2016-06-22  本文已影响42人  第三段

这天已是八月初,虽是立秋左右,可离别来的总是那么缠绵,秋天与夏天依旧难舍难分。只有半夜到清晨这段时间,让人能够把秋与凉联系在一起,或许那时候夏正在酣眠,来不及纠缠。

也许是因为还没有吃阳光早餐的缘故,树上的叶子耷拉着四肢,就像舒展开的睡姿,却偶尔翻动一下。天际微明,大家都处在睡眠的边缘,这时候是人最容易醒的时候,却又是感觉最困的时候。这有点像人之间的诀别,感情总是在这时达到高潮,却也是忘记的开始。

武斌睁开眼,看到天还没怎么亮,拿起书桌旁的闹钟,离闹钟响还有两分钟,武斌准备关上闹钟,却发现闹钟已经关了。武斌忘记了自从中考过后,他就不再设闹钟了。武斌躺在床上,觉得昨晚没有睡好,让他有点懊恼,忽然想到今天应该属于八月份了,也许能查到中考的结果了,心中不免掠过一丝微微颤抖的期待,这么一抖倒把的原本的懊恼抖落了。武斌随手拿起一本《红楼梦》。其实武斌并没有觉的有什么好看的,可碍于自己是一个中国人,硬着头皮一页一页的翻着。

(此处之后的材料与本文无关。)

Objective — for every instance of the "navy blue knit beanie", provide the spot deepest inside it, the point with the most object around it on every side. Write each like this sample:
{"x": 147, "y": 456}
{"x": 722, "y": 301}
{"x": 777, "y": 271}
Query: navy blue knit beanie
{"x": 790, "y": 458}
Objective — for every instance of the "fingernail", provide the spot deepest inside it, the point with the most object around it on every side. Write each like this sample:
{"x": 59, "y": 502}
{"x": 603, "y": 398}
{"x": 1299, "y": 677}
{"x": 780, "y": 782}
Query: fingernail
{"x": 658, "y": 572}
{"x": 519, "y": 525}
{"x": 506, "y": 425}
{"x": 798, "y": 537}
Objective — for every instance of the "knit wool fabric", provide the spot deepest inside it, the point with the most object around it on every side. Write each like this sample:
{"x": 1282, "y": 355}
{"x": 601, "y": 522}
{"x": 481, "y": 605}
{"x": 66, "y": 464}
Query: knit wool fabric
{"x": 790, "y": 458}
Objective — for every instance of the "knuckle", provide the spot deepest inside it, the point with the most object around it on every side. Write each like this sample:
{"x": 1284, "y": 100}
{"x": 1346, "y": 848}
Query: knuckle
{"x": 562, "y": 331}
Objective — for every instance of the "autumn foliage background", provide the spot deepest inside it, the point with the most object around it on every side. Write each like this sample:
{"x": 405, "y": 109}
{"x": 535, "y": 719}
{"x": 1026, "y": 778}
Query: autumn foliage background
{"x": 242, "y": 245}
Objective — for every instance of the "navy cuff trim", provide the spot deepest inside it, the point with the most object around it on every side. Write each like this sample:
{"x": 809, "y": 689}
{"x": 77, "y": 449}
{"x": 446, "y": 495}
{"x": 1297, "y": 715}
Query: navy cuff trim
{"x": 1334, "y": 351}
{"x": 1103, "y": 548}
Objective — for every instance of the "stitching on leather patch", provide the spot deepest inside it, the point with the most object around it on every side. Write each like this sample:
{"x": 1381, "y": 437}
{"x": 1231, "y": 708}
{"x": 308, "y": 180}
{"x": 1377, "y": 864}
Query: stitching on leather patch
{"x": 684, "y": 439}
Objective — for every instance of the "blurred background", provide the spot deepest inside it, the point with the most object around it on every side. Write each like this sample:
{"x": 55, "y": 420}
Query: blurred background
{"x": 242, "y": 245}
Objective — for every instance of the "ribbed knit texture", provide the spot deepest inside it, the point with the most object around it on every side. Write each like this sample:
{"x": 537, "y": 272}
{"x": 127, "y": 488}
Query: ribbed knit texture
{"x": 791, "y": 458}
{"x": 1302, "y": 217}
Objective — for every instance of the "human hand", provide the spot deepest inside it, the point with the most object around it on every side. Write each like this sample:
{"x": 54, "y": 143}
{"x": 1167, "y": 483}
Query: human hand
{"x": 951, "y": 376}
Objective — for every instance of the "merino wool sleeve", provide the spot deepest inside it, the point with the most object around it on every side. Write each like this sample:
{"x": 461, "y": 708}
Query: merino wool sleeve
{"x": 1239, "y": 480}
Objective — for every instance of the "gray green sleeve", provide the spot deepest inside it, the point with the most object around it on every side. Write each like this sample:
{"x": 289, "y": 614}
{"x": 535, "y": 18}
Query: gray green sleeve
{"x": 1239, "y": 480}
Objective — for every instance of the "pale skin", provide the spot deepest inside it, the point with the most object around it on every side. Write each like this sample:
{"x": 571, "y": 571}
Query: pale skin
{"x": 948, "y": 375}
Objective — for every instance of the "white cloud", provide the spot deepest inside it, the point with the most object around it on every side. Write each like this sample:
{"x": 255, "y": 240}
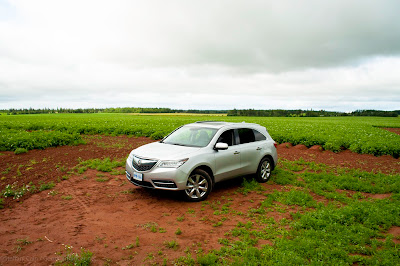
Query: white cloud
{"x": 210, "y": 54}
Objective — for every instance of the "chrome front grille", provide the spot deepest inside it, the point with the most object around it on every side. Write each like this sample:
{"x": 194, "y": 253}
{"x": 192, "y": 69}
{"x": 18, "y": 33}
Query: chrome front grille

太阳已经透过窗户在墙上划出自己的一块领地,武斌也觉得眼睛有点累了,又看看时间,已经七点半了。

武斌起床后准备下楼,经过父母的房间,武斌心里本想中午的时候再查分数,这样似乎也在告诉自己并不在乎,可是看到父母不在房间的时候,根本没有想,更不需要找个理由推翻开始的打算。就回到卧室,找到准考证,到父母的房间拿起电话,按照指定的方式查分。武斌按下最后一个数字的时候,停顿了一下,因为他不知道能不能查到分数,又会查到什么样的结果,武斌知道结果不会差,但还是害怕如果结果“离经叛道”,同时又希望是自己心里从未向人说过的最好结果,可武斌心里清楚这两种情况都不太可能,却又放不下这两种想法。武斌从语文听到历史,没有什么让他震惊的地方,短短的一分钟,就像一次冒险旅途一样,但一路还是没有风浪,但显然他的数学运算能力在这时水平最低,一直听到总分666的时候,才真正定下心来。这时候心里的忧虑似乎压根不曾存在过,反倒是应该点失望一样。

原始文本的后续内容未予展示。